1964年10月、東京・中野で生まれる。祖父と両親、兄2人の6人家族で育ち、地元の幼稚園へ入ったが、兄たちが通っていた千代田区の私立暁星学園に幼稚園ができて転園。暁星で、高校を出るまで過ごす。

 慶應大学商学部では、家庭教師のアルバイトで得た資金で、海外旅行を楽しむ。同好会のホテル研究会へ入っていた友人との30日間の旅行で、2夜だけ高級ホテルに泊まってみた。父が建設会社に勤め、長兄が一級建築士の資格を取ったので、小さいころから家の中に建築誌があって、触れていた。高級ホテルに泊まり、間取りに「みたこともない形だ」と関心を持ち、図に描いて残している。

 87年4月にホテルオークラへ入社。プラザ合意後の円高不況で就活は厳しかったが、高級ホテルの見取り図を描いたことを思い出し、何社か受けたホテルからオークラに決めた。1年目はコーヒーショップでウエーター、2年目は玄関のベルボーイで働き、3年目に資材部の用度課へいってホテルで使う食品やシャンプーなどを購入した。
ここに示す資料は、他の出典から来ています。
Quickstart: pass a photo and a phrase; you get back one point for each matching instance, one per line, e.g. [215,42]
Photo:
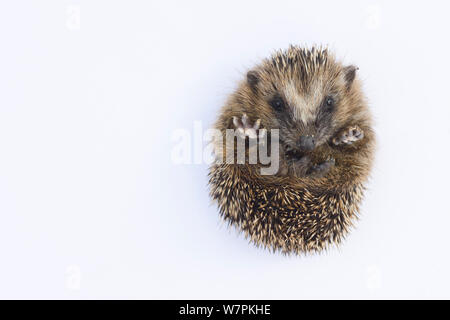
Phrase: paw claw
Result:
[246,128]
[349,136]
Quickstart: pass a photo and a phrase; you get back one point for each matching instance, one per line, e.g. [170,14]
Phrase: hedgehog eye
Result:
[277,103]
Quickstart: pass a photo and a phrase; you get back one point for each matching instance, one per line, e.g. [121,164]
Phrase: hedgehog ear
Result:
[349,75]
[252,79]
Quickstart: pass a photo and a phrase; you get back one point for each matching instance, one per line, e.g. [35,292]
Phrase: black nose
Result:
[306,143]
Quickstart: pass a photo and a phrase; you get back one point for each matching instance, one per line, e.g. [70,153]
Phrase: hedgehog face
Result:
[306,93]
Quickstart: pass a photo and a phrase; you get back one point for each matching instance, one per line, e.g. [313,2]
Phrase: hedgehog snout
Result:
[306,143]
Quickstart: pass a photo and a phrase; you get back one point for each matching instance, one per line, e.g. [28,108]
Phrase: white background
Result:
[92,206]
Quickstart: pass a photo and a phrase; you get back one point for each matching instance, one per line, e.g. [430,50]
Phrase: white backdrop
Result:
[92,206]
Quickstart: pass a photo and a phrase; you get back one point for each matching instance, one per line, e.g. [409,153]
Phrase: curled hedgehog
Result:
[325,152]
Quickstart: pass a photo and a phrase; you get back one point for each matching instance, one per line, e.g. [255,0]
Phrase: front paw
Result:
[246,128]
[348,136]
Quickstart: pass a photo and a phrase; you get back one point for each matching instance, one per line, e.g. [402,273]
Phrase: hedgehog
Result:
[325,148]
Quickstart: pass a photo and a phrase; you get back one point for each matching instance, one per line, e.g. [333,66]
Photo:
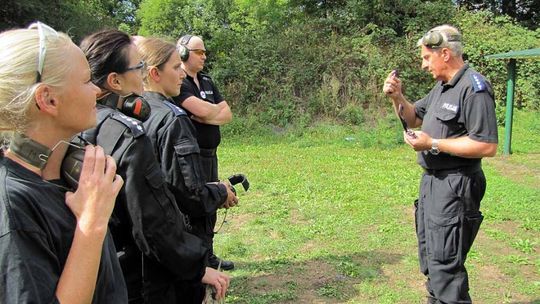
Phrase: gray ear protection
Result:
[182,47]
[434,39]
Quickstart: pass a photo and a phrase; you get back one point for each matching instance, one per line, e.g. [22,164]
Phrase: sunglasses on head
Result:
[435,39]
[199,52]
[140,66]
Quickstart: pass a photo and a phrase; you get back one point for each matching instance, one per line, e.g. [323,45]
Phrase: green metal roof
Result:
[532,53]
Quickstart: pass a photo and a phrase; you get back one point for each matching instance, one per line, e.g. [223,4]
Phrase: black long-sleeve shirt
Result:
[36,234]
[145,218]
[175,145]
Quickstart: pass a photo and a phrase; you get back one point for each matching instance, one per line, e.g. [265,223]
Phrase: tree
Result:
[526,12]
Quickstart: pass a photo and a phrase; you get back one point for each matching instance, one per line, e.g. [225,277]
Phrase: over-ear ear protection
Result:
[182,47]
[434,39]
[133,105]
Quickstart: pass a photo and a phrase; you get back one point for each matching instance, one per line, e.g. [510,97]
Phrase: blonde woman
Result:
[54,242]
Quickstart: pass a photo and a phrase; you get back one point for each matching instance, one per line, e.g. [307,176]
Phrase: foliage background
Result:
[292,62]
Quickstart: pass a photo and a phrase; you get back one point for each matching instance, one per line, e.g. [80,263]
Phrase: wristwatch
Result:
[434,146]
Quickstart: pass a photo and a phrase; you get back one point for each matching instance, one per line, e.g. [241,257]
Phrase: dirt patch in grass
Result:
[331,279]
 米国留学はホテル開発の知識を付けたかったためで、ニューヨーク州イサカにあり、ホテル経営学で知られたコーネル大の大学院を選ぶ。不動産ファイナンスを専攻し、ホテルのスペースの配置やマーケティングなどを学び、併設のビジネススクールで財務・会計などホテル開発で役立ちそうな講座も取った。

 修士課程を修めて93年夏に帰国し、冒頭で触れた事業部へいく。2000年初めに課長になって、BS改革に着手。持ち株会社制へ移行させて、意思決定も迅速化させた。